Una semana después de la devastadora avalancha de lodo que afectó a Nepal, el número de víctimas fatales asciende a 1.118, mientras que las autoridades informan de 4.858 personas que siguen desaparecidas. Este trágico evento tuvo lugar el 26 de agosto en la región del valle del río Trishuli, que se encuentra cerca de la frontera con China. El acceso a las áreas más afectadas ha sido complicado, pero la Federación Internacional de Sociedades de la Cruz Roja (IFRC) logró comenzar a operar en el distrito de Rasuwa, uno de los lugares más golpeados por la catástrofe.
Además de la tensión en las labores de rescate, se alertó sobre los peligros que representan los cursos de agua bloqueados, que podrían desencadenar nuevas inundaciones y deslizamientos de tierra. Hasta el momento, más de 10.000 personas han sido rescatadas, entre ellas 252 extranjeros, según un comunicado del portavoz del Secretario General de la ONU, Stéphane Dujarric.

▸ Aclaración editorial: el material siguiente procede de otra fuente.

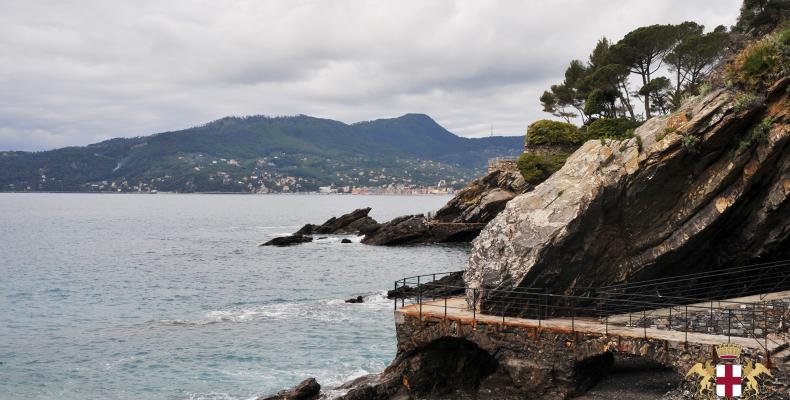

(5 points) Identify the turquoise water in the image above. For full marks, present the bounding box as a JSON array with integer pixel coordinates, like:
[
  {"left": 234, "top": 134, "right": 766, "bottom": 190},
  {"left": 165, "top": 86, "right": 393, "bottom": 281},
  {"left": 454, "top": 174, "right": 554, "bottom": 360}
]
[{"left": 0, "top": 194, "right": 468, "bottom": 399}]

La respuesta humanitaria se ve cada vez más urgente. La ONU ha identificado que aproximadamente 65.000 personas requieren asistencia inmediata en agua, saneamiento e higiene. Asimismo, más de 22.000 niños necesitan servicios de protección, y cerca de 2.600 niños menores de cinco años podrían padecer malnutrición aguda grave. También se destaca que más de 10.000 mujeres embarazadas o lactantes necesitan apoyo nutricional significativo.
Las autoridades locales han comenzado a realizar entierros masivos de las víctimas no identificadas, siguiendo normas de salud pública, lo que ha generado un fuerte impacto en la comunidad. Cada proceso de entierro se acompaña de la recolección de muestras de ADN, con la esperanza de que esto permita a las familias recuperar y dar un último adiós a sus seres queridos.
En medio de este contexto de tragedia, más de 20.819 efectivos de seguridad están desplegados en las tareas de búsqueda y rescate, un esfuerzo que se intensifica conforme el acceso a las múltiples localizaciones afectadas mejora.
Sin embargo, las autoridades advierten que el trabajo aún no ha terminado y que las necesidades humanitarias continúan aumentando, lo que plantea un desafío importante para la comunidad internacional en el subsiguiente apoyo a Nepal en su proceso de recuperación.